No tocante à análise da compatibilidade deste filtro probatório em relação à atuação do Estado-acusador no âmbito do procedimento do Tribunal do Júri não há maiores controvérsias, eis que, segundo o STJ, o próprio sistema republicano impõe que os atos estatais sejam norteados pelo princípio da eficiência, de modo que os recursos estatais devem ser empregados à luz da sua adequação epistêmica para a atividade investigativa ou acusatória, motivo pelo qual não é aceitável que o Estado-investigação e o Estado-acusação conduzam a atividade probatória a partir de provas espúrias, sem nenhum respaldo em regras científicas, técnicas ou de experiência, que permitam inferir conclusões racionais sobre a probabilidade das hipóteses em conflito.
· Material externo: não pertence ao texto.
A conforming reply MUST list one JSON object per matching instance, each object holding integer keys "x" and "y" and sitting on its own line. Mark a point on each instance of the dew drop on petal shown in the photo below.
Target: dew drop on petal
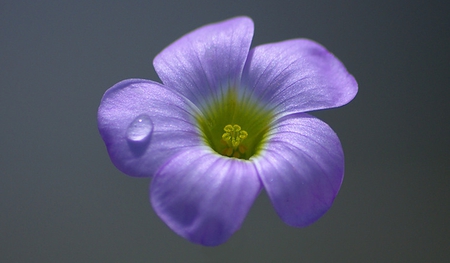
{"x": 140, "y": 128}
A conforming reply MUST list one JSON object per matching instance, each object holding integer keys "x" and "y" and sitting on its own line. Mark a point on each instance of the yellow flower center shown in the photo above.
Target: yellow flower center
{"x": 220, "y": 119}
{"x": 232, "y": 138}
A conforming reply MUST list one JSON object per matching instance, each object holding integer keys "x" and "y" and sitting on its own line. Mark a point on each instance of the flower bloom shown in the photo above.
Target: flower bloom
{"x": 226, "y": 122}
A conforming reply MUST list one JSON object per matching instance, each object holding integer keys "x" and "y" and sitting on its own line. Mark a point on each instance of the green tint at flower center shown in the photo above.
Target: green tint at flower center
{"x": 235, "y": 128}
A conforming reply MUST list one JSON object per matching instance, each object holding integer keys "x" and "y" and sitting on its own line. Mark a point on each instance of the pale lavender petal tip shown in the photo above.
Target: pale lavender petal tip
{"x": 143, "y": 123}
{"x": 161, "y": 130}
{"x": 302, "y": 168}
{"x": 204, "y": 197}
{"x": 298, "y": 75}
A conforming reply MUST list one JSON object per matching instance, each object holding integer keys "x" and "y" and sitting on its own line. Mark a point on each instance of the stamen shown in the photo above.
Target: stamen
{"x": 233, "y": 137}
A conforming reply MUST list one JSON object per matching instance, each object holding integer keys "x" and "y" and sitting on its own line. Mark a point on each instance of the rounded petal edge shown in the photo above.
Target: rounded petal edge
{"x": 203, "y": 62}
{"x": 297, "y": 75}
{"x": 302, "y": 168}
{"x": 204, "y": 197}
{"x": 143, "y": 124}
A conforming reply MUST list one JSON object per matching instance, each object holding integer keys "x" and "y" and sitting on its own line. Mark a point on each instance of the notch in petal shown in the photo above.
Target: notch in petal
{"x": 204, "y": 197}
{"x": 202, "y": 62}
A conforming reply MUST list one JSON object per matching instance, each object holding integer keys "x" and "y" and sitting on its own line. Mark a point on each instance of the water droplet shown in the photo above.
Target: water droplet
{"x": 140, "y": 128}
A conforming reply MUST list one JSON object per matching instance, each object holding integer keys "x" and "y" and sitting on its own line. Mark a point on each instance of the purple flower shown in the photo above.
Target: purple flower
{"x": 226, "y": 122}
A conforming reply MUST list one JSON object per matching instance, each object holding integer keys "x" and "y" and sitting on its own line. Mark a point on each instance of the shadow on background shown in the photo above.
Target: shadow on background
{"x": 61, "y": 199}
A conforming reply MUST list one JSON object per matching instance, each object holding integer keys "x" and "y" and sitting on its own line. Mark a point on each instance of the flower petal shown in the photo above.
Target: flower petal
{"x": 143, "y": 123}
{"x": 204, "y": 197}
{"x": 301, "y": 168}
{"x": 202, "y": 62}
{"x": 297, "y": 76}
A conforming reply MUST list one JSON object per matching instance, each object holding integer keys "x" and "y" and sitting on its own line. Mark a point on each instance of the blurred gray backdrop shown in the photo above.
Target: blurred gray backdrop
{"x": 61, "y": 199}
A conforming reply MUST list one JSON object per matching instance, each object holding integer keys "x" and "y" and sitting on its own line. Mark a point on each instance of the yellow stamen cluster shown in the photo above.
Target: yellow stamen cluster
{"x": 232, "y": 138}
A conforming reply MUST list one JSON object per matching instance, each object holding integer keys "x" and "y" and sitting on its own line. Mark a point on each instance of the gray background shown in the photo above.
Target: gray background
{"x": 61, "y": 199}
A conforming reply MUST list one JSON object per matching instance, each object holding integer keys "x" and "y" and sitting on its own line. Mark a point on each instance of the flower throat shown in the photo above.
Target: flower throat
{"x": 233, "y": 127}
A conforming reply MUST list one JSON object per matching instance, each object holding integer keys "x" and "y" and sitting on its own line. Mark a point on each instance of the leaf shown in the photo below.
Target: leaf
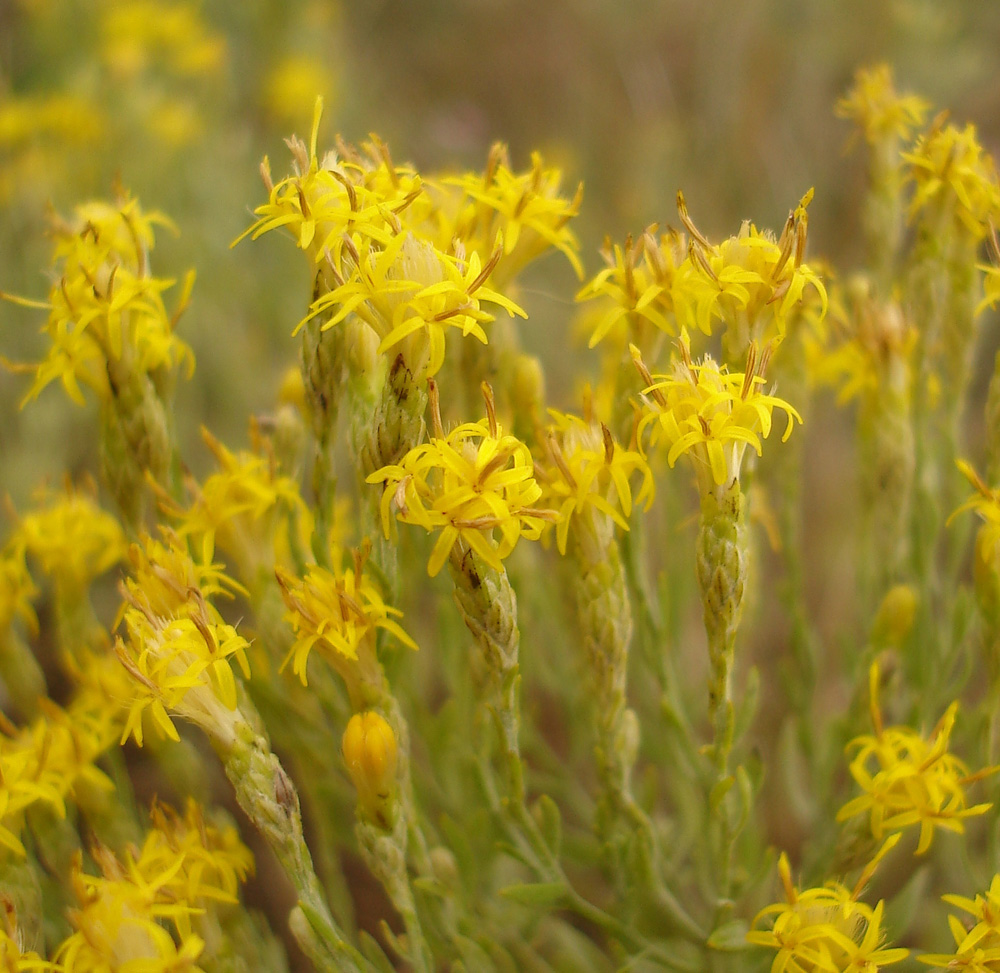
{"x": 549, "y": 819}
{"x": 373, "y": 953}
{"x": 536, "y": 893}
{"x": 719, "y": 792}
{"x": 731, "y": 936}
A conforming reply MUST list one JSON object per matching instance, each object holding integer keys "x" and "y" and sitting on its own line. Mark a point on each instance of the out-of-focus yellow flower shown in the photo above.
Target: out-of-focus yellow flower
{"x": 150, "y": 34}
{"x": 711, "y": 414}
{"x": 524, "y": 208}
{"x": 335, "y": 612}
{"x": 908, "y": 780}
{"x": 178, "y": 647}
{"x": 239, "y": 507}
{"x": 16, "y": 589}
{"x": 295, "y": 81}
{"x": 184, "y": 867}
{"x": 637, "y": 284}
{"x": 751, "y": 282}
{"x": 43, "y": 762}
{"x": 467, "y": 485}
{"x": 823, "y": 930}
{"x": 977, "y": 950}
{"x": 73, "y": 540}
{"x": 107, "y": 318}
{"x": 584, "y": 465}
{"x": 991, "y": 281}
{"x": 871, "y": 348}
{"x": 411, "y": 290}
{"x": 878, "y": 111}
{"x": 954, "y": 175}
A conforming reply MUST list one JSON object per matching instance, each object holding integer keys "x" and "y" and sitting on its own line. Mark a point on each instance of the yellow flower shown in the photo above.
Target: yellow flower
{"x": 875, "y": 107}
{"x": 469, "y": 484}
{"x": 185, "y": 865}
{"x": 751, "y": 281}
{"x": 953, "y": 174}
{"x": 73, "y": 540}
{"x": 107, "y": 318}
{"x": 178, "y": 647}
{"x": 524, "y": 208}
{"x": 293, "y": 81}
{"x": 991, "y": 282}
{"x": 239, "y": 506}
{"x": 411, "y": 290}
{"x": 145, "y": 34}
{"x": 872, "y": 349}
{"x": 16, "y": 590}
{"x": 977, "y": 949}
{"x": 824, "y": 930}
{"x": 371, "y": 754}
{"x": 908, "y": 780}
{"x": 336, "y": 613}
{"x": 584, "y": 466}
{"x": 637, "y": 284}
{"x": 44, "y": 761}
{"x": 711, "y": 414}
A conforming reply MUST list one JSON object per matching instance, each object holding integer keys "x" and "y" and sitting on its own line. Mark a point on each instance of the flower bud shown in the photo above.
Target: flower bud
{"x": 370, "y": 752}
{"x": 894, "y": 618}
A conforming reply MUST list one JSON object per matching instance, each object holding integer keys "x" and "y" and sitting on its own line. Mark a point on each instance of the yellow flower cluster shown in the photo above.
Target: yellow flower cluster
{"x": 184, "y": 867}
{"x": 954, "y": 175}
{"x": 711, "y": 414}
{"x": 238, "y": 507}
{"x": 409, "y": 260}
{"x": 878, "y": 111}
{"x": 977, "y": 950}
{"x": 178, "y": 647}
{"x": 467, "y": 485}
{"x": 73, "y": 540}
{"x": 174, "y": 37}
{"x": 583, "y": 466}
{"x": 751, "y": 282}
{"x": 335, "y": 612}
{"x": 637, "y": 285}
{"x": 822, "y": 930}
{"x": 107, "y": 318}
{"x": 16, "y": 589}
{"x": 908, "y": 780}
{"x": 43, "y": 762}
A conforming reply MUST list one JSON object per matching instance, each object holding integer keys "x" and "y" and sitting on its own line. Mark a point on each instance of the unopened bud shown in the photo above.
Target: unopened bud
{"x": 894, "y": 618}
{"x": 370, "y": 752}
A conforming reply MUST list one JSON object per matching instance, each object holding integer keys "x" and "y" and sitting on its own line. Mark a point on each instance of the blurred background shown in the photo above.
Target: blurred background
{"x": 179, "y": 101}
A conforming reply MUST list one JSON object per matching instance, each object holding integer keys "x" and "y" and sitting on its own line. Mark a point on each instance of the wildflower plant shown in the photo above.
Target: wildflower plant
{"x": 573, "y": 773}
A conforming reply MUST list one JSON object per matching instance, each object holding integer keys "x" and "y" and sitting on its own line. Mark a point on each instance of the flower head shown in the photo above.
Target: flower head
{"x": 371, "y": 754}
{"x": 336, "y": 613}
{"x": 711, "y": 414}
{"x": 823, "y": 930}
{"x": 909, "y": 780}
{"x": 636, "y": 286}
{"x": 587, "y": 472}
{"x": 525, "y": 208}
{"x": 107, "y": 318}
{"x": 239, "y": 507}
{"x": 875, "y": 107}
{"x": 953, "y": 174}
{"x": 751, "y": 282}
{"x": 468, "y": 485}
{"x": 977, "y": 949}
{"x": 178, "y": 648}
{"x": 73, "y": 540}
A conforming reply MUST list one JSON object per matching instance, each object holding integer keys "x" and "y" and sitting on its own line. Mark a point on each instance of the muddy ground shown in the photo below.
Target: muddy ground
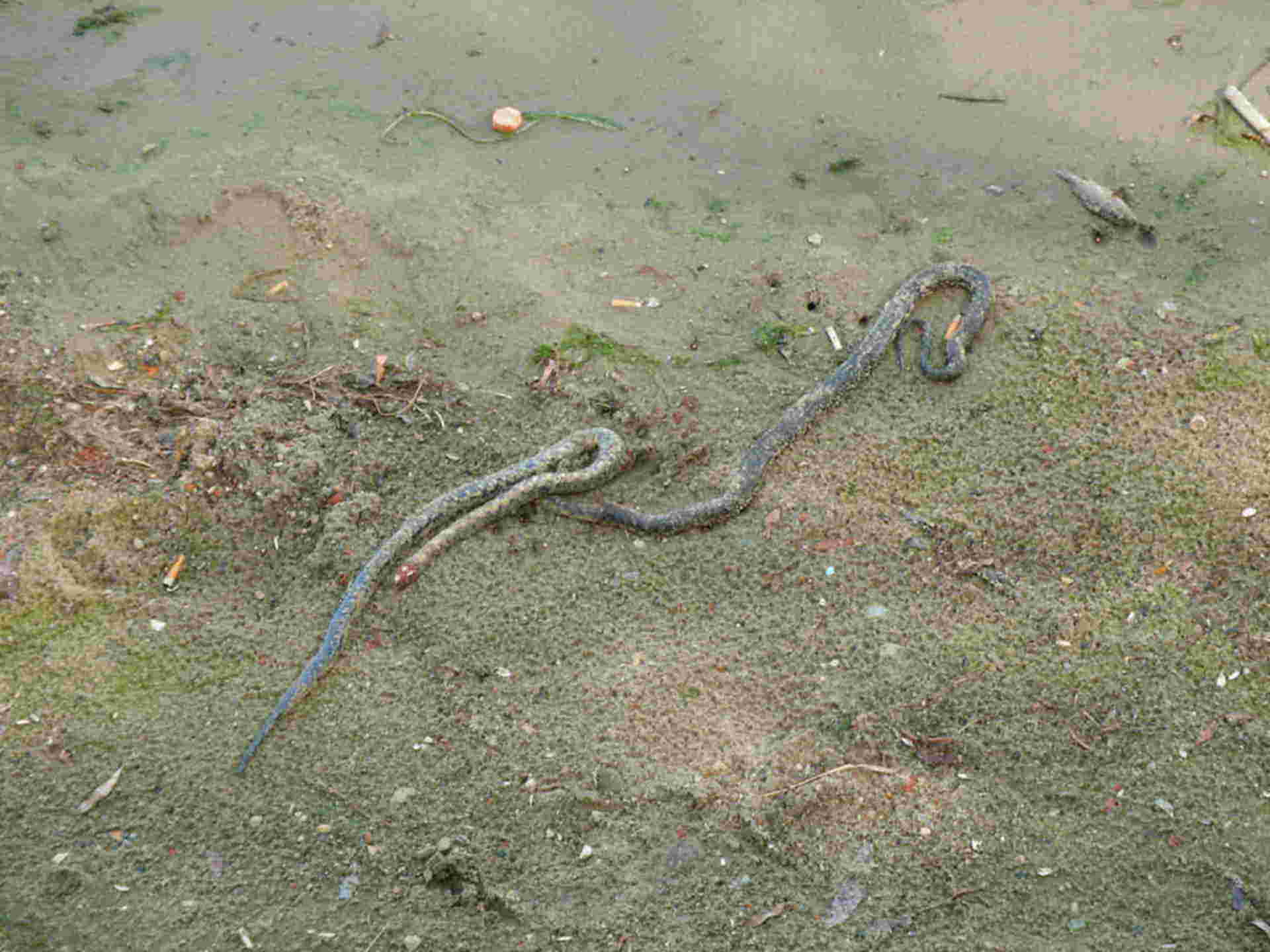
{"x": 984, "y": 664}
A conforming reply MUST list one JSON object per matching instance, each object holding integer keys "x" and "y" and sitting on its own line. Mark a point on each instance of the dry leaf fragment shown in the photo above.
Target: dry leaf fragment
{"x": 103, "y": 791}
{"x": 760, "y": 918}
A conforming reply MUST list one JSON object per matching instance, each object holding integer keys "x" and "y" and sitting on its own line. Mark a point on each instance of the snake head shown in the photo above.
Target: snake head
{"x": 405, "y": 576}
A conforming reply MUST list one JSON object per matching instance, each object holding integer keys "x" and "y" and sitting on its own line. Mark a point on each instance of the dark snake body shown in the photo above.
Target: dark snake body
{"x": 512, "y": 488}
{"x": 748, "y": 473}
{"x": 507, "y": 491}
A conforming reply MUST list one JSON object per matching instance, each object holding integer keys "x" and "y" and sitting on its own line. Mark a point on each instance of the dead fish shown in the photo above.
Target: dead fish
{"x": 1108, "y": 206}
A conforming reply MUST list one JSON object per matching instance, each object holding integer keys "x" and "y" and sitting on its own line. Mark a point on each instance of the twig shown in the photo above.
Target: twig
{"x": 962, "y": 98}
{"x": 376, "y": 938}
{"x": 954, "y": 898}
{"x": 827, "y": 774}
{"x": 417, "y": 391}
{"x": 308, "y": 380}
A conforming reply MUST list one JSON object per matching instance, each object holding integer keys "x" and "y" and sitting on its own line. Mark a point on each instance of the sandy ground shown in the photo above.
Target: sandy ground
{"x": 984, "y": 666}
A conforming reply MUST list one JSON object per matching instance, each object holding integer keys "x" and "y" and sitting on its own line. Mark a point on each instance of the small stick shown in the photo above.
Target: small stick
{"x": 962, "y": 98}
{"x": 1249, "y": 112}
{"x": 822, "y": 776}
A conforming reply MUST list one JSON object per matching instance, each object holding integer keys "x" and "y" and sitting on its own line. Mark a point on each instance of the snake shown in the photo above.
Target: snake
{"x": 511, "y": 489}
{"x": 883, "y": 331}
{"x": 530, "y": 121}
{"x": 491, "y": 498}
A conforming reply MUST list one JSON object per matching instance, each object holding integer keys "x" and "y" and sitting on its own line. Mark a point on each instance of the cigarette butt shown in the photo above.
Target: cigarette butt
{"x": 169, "y": 580}
{"x": 1241, "y": 104}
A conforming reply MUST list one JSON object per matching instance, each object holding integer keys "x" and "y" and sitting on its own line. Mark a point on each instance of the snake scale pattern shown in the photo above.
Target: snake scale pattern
{"x": 489, "y": 498}
{"x": 884, "y": 329}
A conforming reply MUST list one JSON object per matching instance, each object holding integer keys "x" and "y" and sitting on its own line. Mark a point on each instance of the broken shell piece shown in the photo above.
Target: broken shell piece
{"x": 507, "y": 120}
{"x": 169, "y": 579}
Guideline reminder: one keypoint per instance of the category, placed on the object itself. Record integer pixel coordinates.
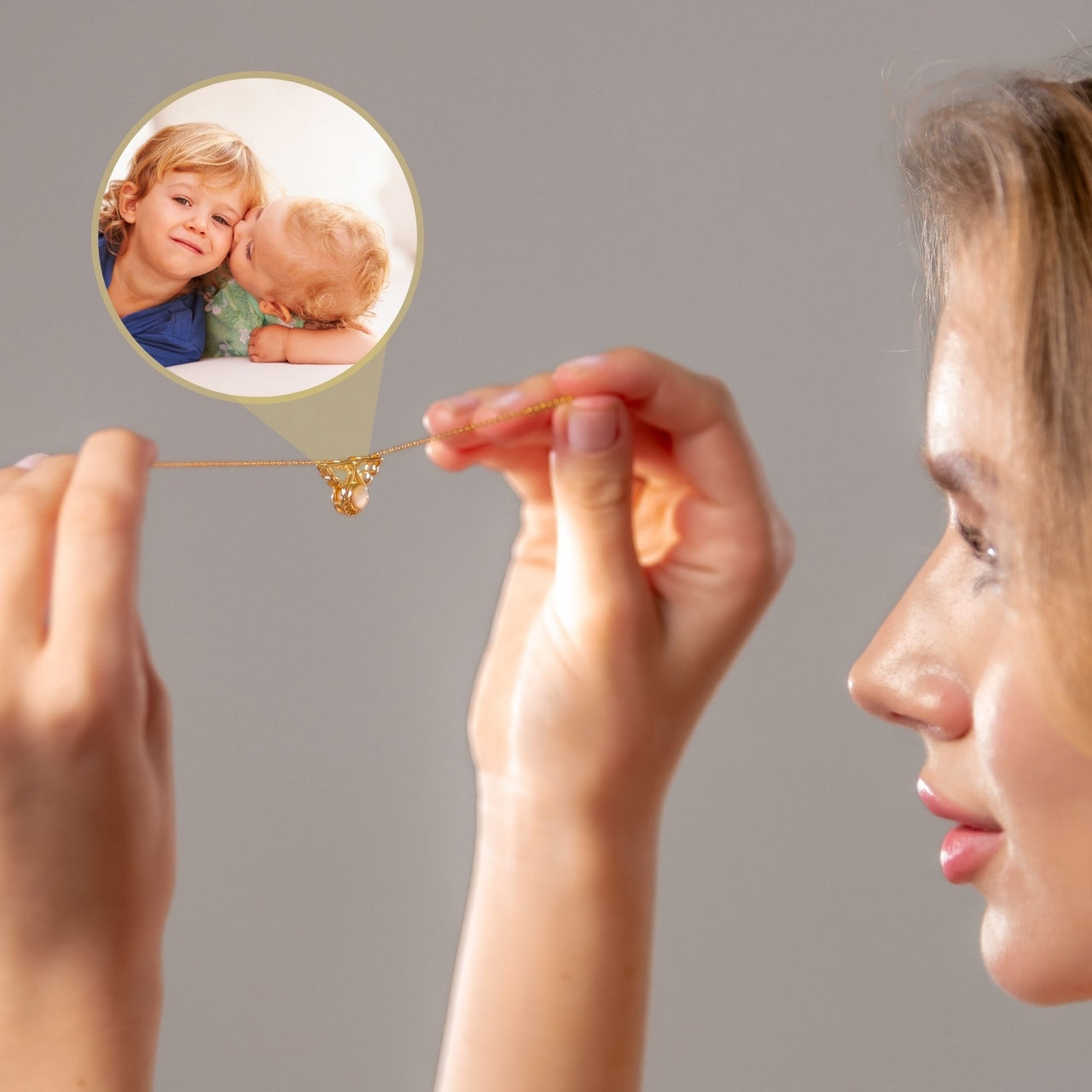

Por sua vez, no que toca à atuação da defesa, há a problematização da (in)compatibilidade da limitação epistemológica à liberdade probatória com o princípio da plenitude de defesa. O ministro Rogério Schietti afirmou que não se deve extrair dessa garantia, contudo, a possibilidade de que, no Tribunal do Júri, haja um vale-tudo procedimental em favor da defesa. Afirmou que, no plano instrutório, existem regras de limitações à atividade probatória da defesa, regras essas que não são afastadas pela garantia da plenitude de defesa, motivo pelo qual, de igual modo, a plenitude de defesa também não afasta os requisitos de admissibilidade da prova, nos quais se inclui a vedação a provas irrelevantes e que levem a um conjunto probatório tumultuário ou irracional.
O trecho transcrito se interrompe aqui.